The Mercedes-Benz MFA platform (Modular Front-Drive Architecture) is a car platform that produced by German automotive company Daimler AG. Intended for subcompact front-engine, front- and four-wheel drive applications, the first generation was produced from 2012 to 2019. An evolution of the platform, MFA2, has been in production since 2018. The first iteration of the platform was also shared by Japanese automaker Infiniti from 2016 to 2019.

==Background==
At the 2011 Geneva International Motor Show, Mercedes-Benz announced its intention to streamline the brand's car platforms, reducing the current nine platforms in production to just three, with the goal to create a more modular approach towards manufacturing. Thomas Weber, then-Mercedes-Benz Group board member in charge of car development, stated that economies of scale was another factor in streamlining the platforms, saying that once implemented he expected the platforms to save the company "billions of dollars".

Alongside the announcement of the strategy was also the revelation by then-CEO of Daimler Dieter Zetsche that the same front-wheel-drive platform would also likely serve as the chassis upon which a compact Infiniti hatchback sat. Confirmation by then-Renault-Nissan CEO Carlos Ghosn was given with the revelation of the Infiniti Etherea concept at the 2011 Frankfurt Auto Show. The production iteration of the Etherea was shown at the 2013 Frankfurt Auto Show to be the Infiniti Q30. Dieter, speaking with Autocar in 2014, stated that much of the development of the Q30 was done by Mercedes, despite Zetsche's insistence in 2011 that both cars would have unique identities.

==First generation (2011–2019)==
The first generation of the MFA platform was introduced with the presentation of the second generation of the Mercedes-Benz B-Class, the W246, at the 2011 Frankfurt Auto Show. Plans for other models such as the A-Class to sit on the MFA platform were also announced at Frankfurt. The engine options ranged from a 1.5 L turbocharged petrol inline-four to a larger, 2.1 L turbocharged diesel engine. As part of the strategic partnership signed in 2010 with Renault–Nissan, a Renault 1.5 L turbocharged diesel engine was also offered. As part of an expected increase in demand, Mercedes also invested significantly into its Rastatt and Kecskemét manufacturing plants in order to cope.

Deliveries for European models began in November 2011 and North American deliveries began in 2013. However, the U.S. only received the electrified version of the B-Class, whilst Canada received internal combustion engine-powered models.

==Second generation (2018–present)==

The second generation of the MFA platform premiered in the fourth and current generation of the Mercedes-Benz A-Class, the W177, a concept version of which was shown at the 2017 Shanghai Auto Show. Several models were harmonised to have the same wheelbase, with the A-, GLA-, and CLA-Class now sharing a wheelbase of 2729 mm.
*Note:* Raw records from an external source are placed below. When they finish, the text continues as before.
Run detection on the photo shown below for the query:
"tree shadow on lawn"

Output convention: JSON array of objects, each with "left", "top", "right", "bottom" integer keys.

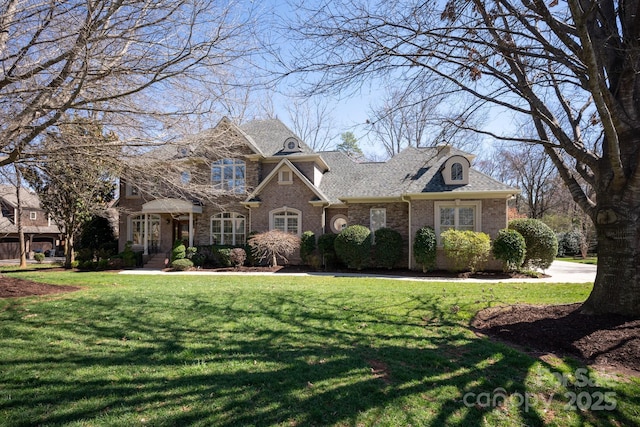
[{"left": 0, "top": 290, "right": 634, "bottom": 426}]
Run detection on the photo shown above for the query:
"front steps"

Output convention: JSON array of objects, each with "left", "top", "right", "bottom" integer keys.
[{"left": 143, "top": 254, "right": 168, "bottom": 269}]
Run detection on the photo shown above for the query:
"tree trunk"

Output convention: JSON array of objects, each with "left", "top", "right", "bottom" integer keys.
[
  {"left": 64, "top": 234, "right": 75, "bottom": 269},
  {"left": 15, "top": 178, "right": 27, "bottom": 268},
  {"left": 581, "top": 208, "right": 640, "bottom": 317}
]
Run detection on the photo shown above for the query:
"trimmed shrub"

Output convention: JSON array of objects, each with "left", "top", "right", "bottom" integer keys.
[
  {"left": 171, "top": 239, "right": 186, "bottom": 262},
  {"left": 557, "top": 229, "right": 583, "bottom": 257},
  {"left": 334, "top": 225, "right": 372, "bottom": 270},
  {"left": 300, "top": 231, "right": 316, "bottom": 265},
  {"left": 413, "top": 226, "right": 437, "bottom": 272},
  {"left": 171, "top": 258, "right": 193, "bottom": 271},
  {"left": 33, "top": 252, "right": 45, "bottom": 263},
  {"left": 317, "top": 233, "right": 338, "bottom": 269},
  {"left": 214, "top": 247, "right": 232, "bottom": 267},
  {"left": 373, "top": 227, "right": 403, "bottom": 269},
  {"left": 509, "top": 218, "right": 558, "bottom": 270},
  {"left": 492, "top": 229, "right": 526, "bottom": 272},
  {"left": 441, "top": 229, "right": 491, "bottom": 273},
  {"left": 230, "top": 247, "right": 247, "bottom": 268}
]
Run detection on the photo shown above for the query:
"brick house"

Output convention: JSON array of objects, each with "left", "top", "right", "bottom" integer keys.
[
  {"left": 118, "top": 117, "right": 518, "bottom": 269},
  {"left": 0, "top": 185, "right": 62, "bottom": 259}
]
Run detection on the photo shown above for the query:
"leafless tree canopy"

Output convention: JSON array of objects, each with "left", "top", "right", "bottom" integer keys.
[
  {"left": 0, "top": 0, "right": 257, "bottom": 166},
  {"left": 280, "top": 0, "right": 640, "bottom": 316}
]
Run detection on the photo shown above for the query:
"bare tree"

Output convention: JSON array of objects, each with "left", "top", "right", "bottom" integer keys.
[
  {"left": 367, "top": 82, "right": 483, "bottom": 157},
  {"left": 0, "top": 0, "right": 257, "bottom": 167},
  {"left": 285, "top": 97, "right": 335, "bottom": 151},
  {"left": 281, "top": 0, "right": 640, "bottom": 316}
]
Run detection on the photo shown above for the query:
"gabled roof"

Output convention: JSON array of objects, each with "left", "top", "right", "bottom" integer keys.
[
  {"left": 0, "top": 185, "right": 42, "bottom": 209},
  {"left": 245, "top": 158, "right": 330, "bottom": 204}
]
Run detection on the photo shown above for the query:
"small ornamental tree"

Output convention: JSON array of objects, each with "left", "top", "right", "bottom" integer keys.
[
  {"left": 334, "top": 225, "right": 372, "bottom": 270},
  {"left": 492, "top": 229, "right": 526, "bottom": 272},
  {"left": 248, "top": 230, "right": 301, "bottom": 267},
  {"left": 413, "top": 226, "right": 437, "bottom": 272},
  {"left": 441, "top": 230, "right": 491, "bottom": 273},
  {"left": 373, "top": 227, "right": 403, "bottom": 269},
  {"left": 509, "top": 218, "right": 558, "bottom": 270},
  {"left": 300, "top": 231, "right": 316, "bottom": 265}
]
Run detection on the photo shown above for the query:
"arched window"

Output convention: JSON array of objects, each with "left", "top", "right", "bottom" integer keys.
[
  {"left": 451, "top": 162, "right": 463, "bottom": 181},
  {"left": 211, "top": 212, "right": 246, "bottom": 245},
  {"left": 211, "top": 158, "right": 245, "bottom": 193},
  {"left": 270, "top": 208, "right": 301, "bottom": 236}
]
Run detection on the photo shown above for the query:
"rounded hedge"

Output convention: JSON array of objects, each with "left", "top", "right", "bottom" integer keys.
[
  {"left": 317, "top": 233, "right": 338, "bottom": 268},
  {"left": 334, "top": 225, "right": 371, "bottom": 270},
  {"left": 413, "top": 226, "right": 437, "bottom": 272},
  {"left": 441, "top": 229, "right": 491, "bottom": 273},
  {"left": 171, "top": 258, "right": 193, "bottom": 271},
  {"left": 508, "top": 218, "right": 558, "bottom": 270},
  {"left": 557, "top": 229, "right": 583, "bottom": 257},
  {"left": 492, "top": 229, "right": 526, "bottom": 272},
  {"left": 373, "top": 227, "right": 403, "bottom": 269}
]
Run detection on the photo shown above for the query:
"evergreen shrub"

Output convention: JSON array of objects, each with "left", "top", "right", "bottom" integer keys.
[
  {"left": 492, "top": 229, "right": 526, "bottom": 272},
  {"left": 509, "top": 218, "right": 558, "bottom": 270},
  {"left": 441, "top": 229, "right": 491, "bottom": 273},
  {"left": 334, "top": 225, "right": 371, "bottom": 270},
  {"left": 373, "top": 227, "right": 403, "bottom": 269},
  {"left": 413, "top": 226, "right": 437, "bottom": 272}
]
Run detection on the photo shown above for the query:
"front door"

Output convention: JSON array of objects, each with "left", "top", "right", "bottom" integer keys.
[{"left": 173, "top": 219, "right": 190, "bottom": 246}]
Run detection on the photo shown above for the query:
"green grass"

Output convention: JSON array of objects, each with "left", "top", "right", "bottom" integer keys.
[
  {"left": 557, "top": 257, "right": 598, "bottom": 265},
  {"left": 0, "top": 271, "right": 637, "bottom": 426}
]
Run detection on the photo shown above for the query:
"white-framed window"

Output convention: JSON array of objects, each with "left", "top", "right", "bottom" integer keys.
[
  {"left": 370, "top": 208, "right": 386, "bottom": 243},
  {"left": 211, "top": 158, "right": 245, "bottom": 193},
  {"left": 211, "top": 212, "right": 246, "bottom": 245},
  {"left": 270, "top": 208, "right": 301, "bottom": 236},
  {"left": 129, "top": 214, "right": 161, "bottom": 247},
  {"left": 278, "top": 169, "right": 293, "bottom": 185},
  {"left": 434, "top": 201, "right": 482, "bottom": 242},
  {"left": 370, "top": 208, "right": 386, "bottom": 233},
  {"left": 330, "top": 214, "right": 348, "bottom": 233},
  {"left": 29, "top": 211, "right": 37, "bottom": 220}
]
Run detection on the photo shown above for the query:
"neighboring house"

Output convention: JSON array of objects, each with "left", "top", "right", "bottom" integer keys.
[
  {"left": 118, "top": 117, "right": 519, "bottom": 269},
  {"left": 0, "top": 185, "right": 62, "bottom": 259}
]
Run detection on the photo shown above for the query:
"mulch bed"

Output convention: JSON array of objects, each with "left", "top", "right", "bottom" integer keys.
[
  {"left": 2, "top": 269, "right": 638, "bottom": 376},
  {"left": 0, "top": 276, "right": 81, "bottom": 299},
  {"left": 472, "top": 303, "right": 640, "bottom": 375}
]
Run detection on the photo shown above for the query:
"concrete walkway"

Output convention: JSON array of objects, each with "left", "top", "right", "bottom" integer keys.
[{"left": 119, "top": 260, "right": 597, "bottom": 284}]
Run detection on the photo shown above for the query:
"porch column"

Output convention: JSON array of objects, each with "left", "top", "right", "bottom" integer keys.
[
  {"left": 143, "top": 213, "right": 149, "bottom": 255},
  {"left": 188, "top": 212, "right": 194, "bottom": 247}
]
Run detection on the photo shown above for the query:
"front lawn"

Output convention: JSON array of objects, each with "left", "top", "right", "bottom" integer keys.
[
  {"left": 557, "top": 256, "right": 598, "bottom": 265},
  {"left": 0, "top": 271, "right": 637, "bottom": 426}
]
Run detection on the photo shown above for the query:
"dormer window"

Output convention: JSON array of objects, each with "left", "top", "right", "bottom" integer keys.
[
  {"left": 283, "top": 137, "right": 301, "bottom": 153},
  {"left": 443, "top": 156, "right": 470, "bottom": 185}
]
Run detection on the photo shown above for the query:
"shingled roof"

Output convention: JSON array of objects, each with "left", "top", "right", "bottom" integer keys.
[
  {"left": 317, "top": 146, "right": 517, "bottom": 202},
  {"left": 240, "top": 119, "right": 314, "bottom": 156}
]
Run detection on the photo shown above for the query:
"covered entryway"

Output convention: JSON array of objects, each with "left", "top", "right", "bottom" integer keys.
[{"left": 141, "top": 199, "right": 202, "bottom": 255}]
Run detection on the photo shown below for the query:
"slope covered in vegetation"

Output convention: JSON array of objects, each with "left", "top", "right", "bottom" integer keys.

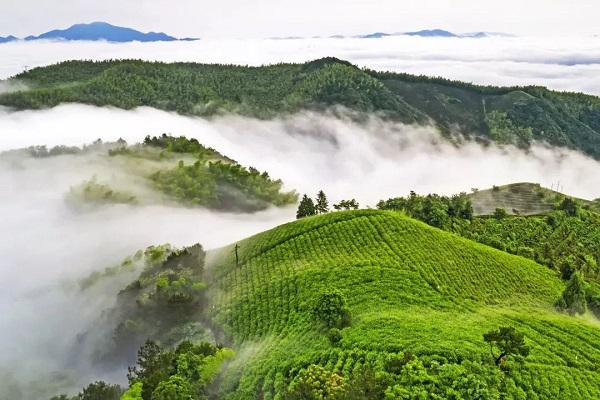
[
  {"left": 468, "top": 182, "right": 599, "bottom": 216},
  {"left": 3, "top": 134, "right": 298, "bottom": 212},
  {"left": 202, "top": 210, "right": 600, "bottom": 399},
  {"left": 3, "top": 58, "right": 600, "bottom": 158}
]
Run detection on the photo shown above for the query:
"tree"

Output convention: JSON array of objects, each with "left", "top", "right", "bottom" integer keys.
[
  {"left": 559, "top": 197, "right": 579, "bottom": 217},
  {"left": 120, "top": 383, "right": 143, "bottom": 400},
  {"left": 315, "top": 190, "right": 329, "bottom": 214},
  {"left": 76, "top": 381, "right": 123, "bottom": 400},
  {"left": 127, "top": 340, "right": 171, "bottom": 400},
  {"left": 483, "top": 326, "right": 530, "bottom": 366},
  {"left": 333, "top": 199, "right": 359, "bottom": 210},
  {"left": 562, "top": 271, "right": 587, "bottom": 316},
  {"left": 493, "top": 208, "right": 508, "bottom": 219},
  {"left": 286, "top": 365, "right": 346, "bottom": 400},
  {"left": 312, "top": 289, "right": 351, "bottom": 329},
  {"left": 297, "top": 194, "right": 316, "bottom": 219}
]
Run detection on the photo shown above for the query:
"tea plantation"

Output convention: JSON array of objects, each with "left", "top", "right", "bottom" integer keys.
[{"left": 205, "top": 209, "right": 600, "bottom": 399}]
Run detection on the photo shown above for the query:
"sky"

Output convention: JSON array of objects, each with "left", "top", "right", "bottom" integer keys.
[{"left": 1, "top": 0, "right": 600, "bottom": 38}]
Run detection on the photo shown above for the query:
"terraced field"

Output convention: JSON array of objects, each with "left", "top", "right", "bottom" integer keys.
[{"left": 205, "top": 210, "right": 600, "bottom": 399}]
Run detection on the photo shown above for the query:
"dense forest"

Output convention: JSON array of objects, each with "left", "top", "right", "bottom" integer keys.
[{"left": 2, "top": 57, "right": 600, "bottom": 158}]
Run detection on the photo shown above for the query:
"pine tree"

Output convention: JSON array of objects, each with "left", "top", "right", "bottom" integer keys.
[
  {"left": 296, "top": 194, "right": 316, "bottom": 219},
  {"left": 315, "top": 190, "right": 329, "bottom": 214}
]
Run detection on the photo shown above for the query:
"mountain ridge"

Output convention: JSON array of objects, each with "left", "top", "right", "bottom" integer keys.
[
  {"left": 0, "top": 22, "right": 199, "bottom": 43},
  {"left": 2, "top": 57, "right": 600, "bottom": 159}
]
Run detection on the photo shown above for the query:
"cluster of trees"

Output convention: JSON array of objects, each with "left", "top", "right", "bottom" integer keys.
[
  {"left": 66, "top": 177, "right": 138, "bottom": 207},
  {"left": 377, "top": 191, "right": 473, "bottom": 229},
  {"left": 296, "top": 191, "right": 360, "bottom": 219},
  {"left": 74, "top": 244, "right": 212, "bottom": 367},
  {"left": 5, "top": 58, "right": 600, "bottom": 159},
  {"left": 51, "top": 340, "right": 233, "bottom": 400}
]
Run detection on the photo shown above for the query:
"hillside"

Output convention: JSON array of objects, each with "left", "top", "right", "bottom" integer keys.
[
  {"left": 469, "top": 182, "right": 576, "bottom": 216},
  {"left": 2, "top": 134, "right": 297, "bottom": 212},
  {"left": 2, "top": 58, "right": 600, "bottom": 158},
  {"left": 201, "top": 210, "right": 600, "bottom": 399}
]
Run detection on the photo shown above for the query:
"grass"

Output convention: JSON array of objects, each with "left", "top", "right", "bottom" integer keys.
[{"left": 202, "top": 210, "right": 600, "bottom": 399}]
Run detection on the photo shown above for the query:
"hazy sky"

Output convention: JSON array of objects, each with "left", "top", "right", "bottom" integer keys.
[{"left": 2, "top": 0, "right": 599, "bottom": 38}]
The platform was expected to remain in production until at least 2025. Mercedes-Benz replaced the MFA2 platform with the Mercedes-Benz Modular Architecture (MMA) platform, starting with the 2025 CLA, alongside the halting of A- and B-Class production. Other cars which used the MFA2 such as the GLA, and GLB are expected to receive the MMA platform in their new generations.